Grundsätzlich gilt, dass die Steuerverwaltung aufgrund von § 111 Abs. 2 des Steuergesetzes des Kantons Basel-Landschaft (StG) den Organen der öffentlichen Verwaltung und der Rechtspflege Auskünfte erteilen soll, sofern ein berechtigtes Interesse vorliegt. Ebenso haben aufgrund von § 113 StG die Verwaltungs- und Gerichtsbehörden sowie die übrigen Amtsstellen des Kantons und der Gemeinden den Einschätzungsbehörden ungeachtet einer allfälligen Geheimhaltungspflicht aus den amtlichen Registern und Akten auf Verlangen kostenlos Auskunft zu erteilen.
In der Steuerpraxis findet in der Regel eine gute Zusammenarbeit zwischen der Abteilung Nach- und Strafsteuer der kantonalen Steuerverwaltung, der Hauptabteilung Kriminalitätsbekämpfung der Polizei Basel-Landschaft und dem BUR statt. Namentlich zeigt das BUR Widerhandlungen gegen das Steuergesetz gestützt auf § 162 an, auf der anderen Seite erhält es von der Steuerverwaltung bei Bedarf im Rahmen der gesetzlichen Regeln alle notwendigen Informationen bzw. Akten.
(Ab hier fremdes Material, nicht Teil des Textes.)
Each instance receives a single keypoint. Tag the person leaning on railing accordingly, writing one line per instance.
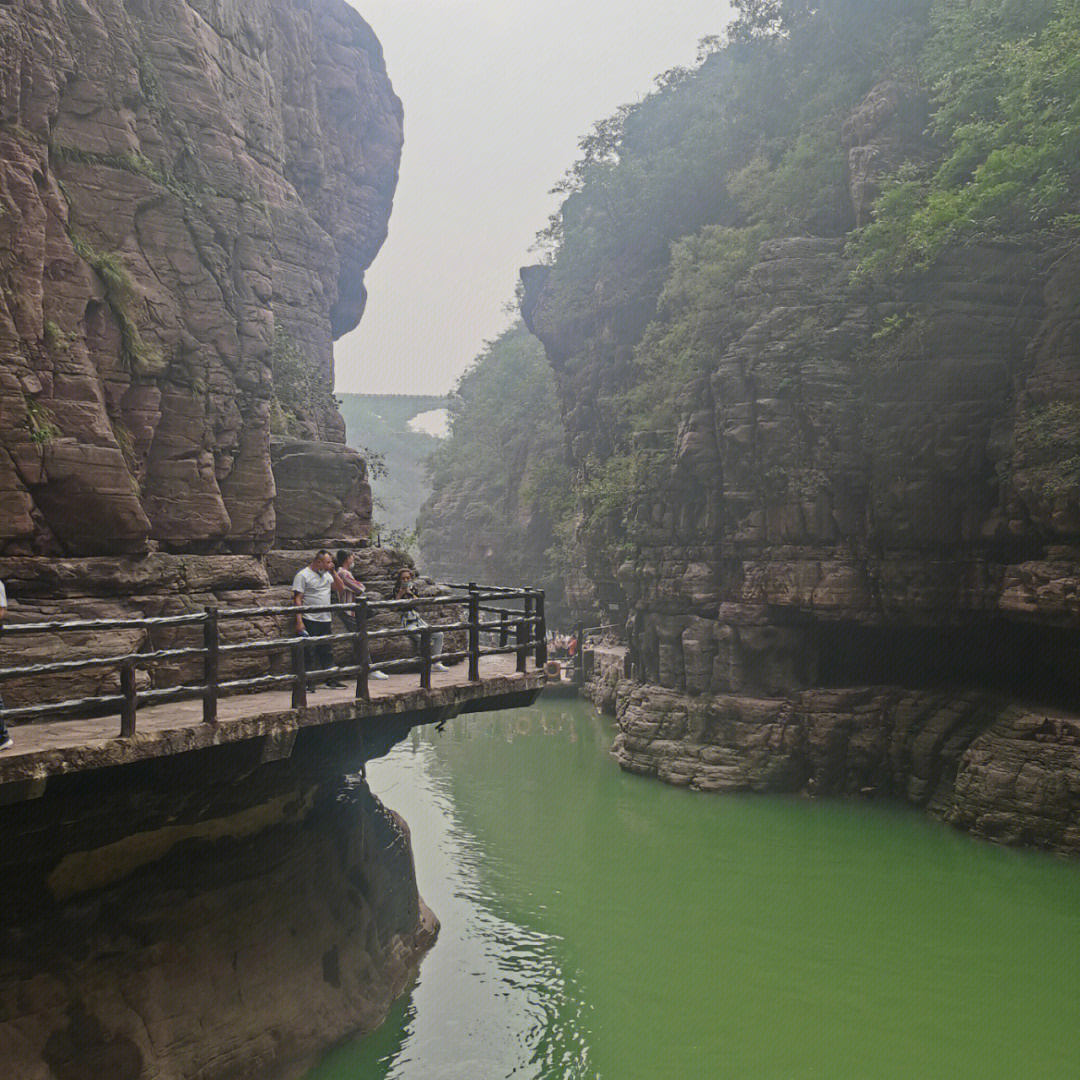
(404, 589)
(311, 588)
(5, 740)
(352, 590)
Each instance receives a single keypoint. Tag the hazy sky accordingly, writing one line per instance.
(497, 94)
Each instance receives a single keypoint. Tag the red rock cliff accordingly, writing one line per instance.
(189, 196)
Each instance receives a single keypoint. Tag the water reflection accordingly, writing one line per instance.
(596, 925)
(493, 998)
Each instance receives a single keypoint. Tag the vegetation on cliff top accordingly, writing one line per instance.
(671, 199)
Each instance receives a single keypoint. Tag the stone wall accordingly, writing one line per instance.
(186, 188)
(874, 485)
(205, 915)
(160, 584)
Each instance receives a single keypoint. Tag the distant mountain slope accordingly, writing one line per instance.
(380, 424)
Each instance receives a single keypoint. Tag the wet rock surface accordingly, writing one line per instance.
(197, 917)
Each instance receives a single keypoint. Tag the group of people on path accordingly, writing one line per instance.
(315, 588)
(329, 578)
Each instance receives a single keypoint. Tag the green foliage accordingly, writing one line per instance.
(299, 389)
(1006, 79)
(41, 421)
(697, 315)
(138, 356)
(137, 163)
(396, 455)
(1048, 436)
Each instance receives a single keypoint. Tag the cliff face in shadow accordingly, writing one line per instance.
(229, 916)
(848, 538)
(499, 480)
(189, 196)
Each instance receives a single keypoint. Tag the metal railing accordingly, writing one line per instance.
(526, 624)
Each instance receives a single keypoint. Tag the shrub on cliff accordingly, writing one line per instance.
(1006, 83)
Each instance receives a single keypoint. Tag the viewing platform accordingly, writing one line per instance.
(499, 665)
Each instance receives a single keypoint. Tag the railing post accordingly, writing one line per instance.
(211, 664)
(426, 658)
(523, 644)
(528, 619)
(299, 676)
(129, 705)
(361, 648)
(473, 633)
(541, 632)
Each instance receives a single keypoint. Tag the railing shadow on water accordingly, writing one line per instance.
(520, 630)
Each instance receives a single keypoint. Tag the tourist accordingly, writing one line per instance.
(311, 588)
(4, 738)
(404, 589)
(352, 590)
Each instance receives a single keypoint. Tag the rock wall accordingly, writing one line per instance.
(188, 192)
(205, 915)
(861, 572)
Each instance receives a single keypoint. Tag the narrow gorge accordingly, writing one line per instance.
(189, 197)
(812, 319)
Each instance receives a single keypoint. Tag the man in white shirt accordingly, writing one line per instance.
(311, 589)
(4, 738)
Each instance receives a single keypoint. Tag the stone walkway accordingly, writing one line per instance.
(178, 726)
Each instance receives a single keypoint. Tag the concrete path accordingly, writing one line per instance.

Anders als im nahen Ausland kennt die kantonale Steuergesetzgebung keine eigentliche Steuerfahndung. Die Steuerverwaltung kann aber bei Vorliegen von Verdachtsmomenten z.B. zusätzliche Belege anfordern oder Buchprüfungen vornehmen. Erhärtet sich der Verdacht auf eine Steuerhinterziehung wird ein Nach- und Strafsteuerverfahren eingeleitet. Bei Verdacht auf einen Steuerbetrug nach § 148 StG ist gemäss § 150 StG nicht die Steuerverwaltung zuständig, sondern die kantonalen Strafverfolgungsbehörden. Liegen der Steuerverwaltung entsprechende Hinweise auf Steuerbetrugsfälle vor, erstattet sie Anzeige an die zuständigen Statthalterämter. Auch in diesen, eher seltenen Fällen, funktioniert die Zusammenarbeit gut.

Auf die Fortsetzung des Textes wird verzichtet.